I thought we could get a list going of wonderful albums that were trashed by horrible CD remastering. This way listeners can avoid being burned. I'll start off with one I bought today at a local store without doing any research.

Genesis-And Then There Were Three

I don't know how many times this album has been re-issued, or if there are any good sounding versions, but do avoid the 2007 remaster. I am now the dissatisfied owner of this awful disc. An extremely bright and obnoxious sounding hack job. Sounds like a wall of crud laced with razor blades. What is wrong with the people working at the record companies these days? Are they all clueless corporate schmucks with tin ears? They definitely know how to transform a warm analog recording into bright, hard, shrill sounding piece of crap.


----------



## elgar's ghost (Aug 8, 2010)

One would have thought any album that was so well-produced to begin with shouldn't offer too many difficulties when re-issuing it. Is it one of these 'loudness wars' victims?


----------



## starthrower (Dec 11, 2010)

elgars ghost said:


> One would have thought any album that was so well-produced to begin with shouldn't offer too many difficulties when re-issuing it. Is it one of these 'loudness wars' victims?

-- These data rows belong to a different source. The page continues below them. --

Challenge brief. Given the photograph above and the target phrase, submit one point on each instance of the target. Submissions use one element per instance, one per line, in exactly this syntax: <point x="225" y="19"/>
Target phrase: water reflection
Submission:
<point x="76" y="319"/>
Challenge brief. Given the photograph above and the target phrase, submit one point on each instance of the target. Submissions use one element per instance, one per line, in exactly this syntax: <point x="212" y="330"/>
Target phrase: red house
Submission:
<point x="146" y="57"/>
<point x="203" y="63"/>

I just want the integrity of a warm analog recording preserved as best as possible. Now maybe the Genesis album never sounded that great to begin with? I can't remember that far back, because it's been over 35 years since I first heard it. But so many of these CD transfers sound very harsh and bright. They ruined the Supertramp albums too.


----------



## elgar's ghost (Aug 8, 2010)

Thinking back to when I had it on vinyl, it sounded fresh rather than lush - as I recall, there seemed to be a bit more emphasis on Collins's top kit (but without the horrid 'gated' sound that came later) and the guitar seemed to cut through more than before. But then again that may be also due to some of the material itself being more streamlined than on previous albums. But you are right - with today's technology and, presumably, access to master tapes there's little excuse for making a pig's breakfast of anything - you mention Supertramp, and I remember Bebop Deluxe were badly served in this regard as well.


----------



## Albert7 (Nov 16, 2014)

I am still trying to figure out which re-master of Pink Floyd's Dark Side of the Moon to get.. .that album has been so re-released that I lost track.


----------



## starthrower (Dec 11, 2010)

The low end on Trick Of The Tail, and And Then There Were Three sounds great, but the vocals and cymbals sound hideous.

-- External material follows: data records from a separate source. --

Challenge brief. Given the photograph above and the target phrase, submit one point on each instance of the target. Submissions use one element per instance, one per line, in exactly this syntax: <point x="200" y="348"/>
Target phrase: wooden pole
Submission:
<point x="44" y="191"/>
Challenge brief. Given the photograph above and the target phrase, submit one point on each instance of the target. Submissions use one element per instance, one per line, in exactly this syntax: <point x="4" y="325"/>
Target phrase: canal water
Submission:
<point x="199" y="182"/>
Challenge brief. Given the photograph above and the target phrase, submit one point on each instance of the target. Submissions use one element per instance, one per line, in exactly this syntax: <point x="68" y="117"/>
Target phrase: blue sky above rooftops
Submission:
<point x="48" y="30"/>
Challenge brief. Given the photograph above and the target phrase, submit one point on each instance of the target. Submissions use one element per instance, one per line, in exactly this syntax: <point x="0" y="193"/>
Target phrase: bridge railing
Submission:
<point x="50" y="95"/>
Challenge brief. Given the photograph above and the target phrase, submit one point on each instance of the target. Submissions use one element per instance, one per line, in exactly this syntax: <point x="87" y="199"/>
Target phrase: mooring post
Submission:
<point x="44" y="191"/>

Dark Side Of The Moon was a great sounding, warm analog recording. I can't imagine they could screw up that one. I can't listen to it anyway. I'm 53 years old, and I've heard it a million times.

One old classic that I bought which sounds phenomenal to my ears is Morrison Hotel by the Doors. I have the slightly remixed version with the bonus tracks. Sounds fantastic for a 1969 recording. On the contrary, the debut sounds kind of harsh.


----------



## Albert7 (Nov 16, 2014)

I am still astonished that Steely Dan albums never had to be remastered again and again... Their albums were recorded exceptionally by that fastidious duo that we didn't have to worry about lousy engineering.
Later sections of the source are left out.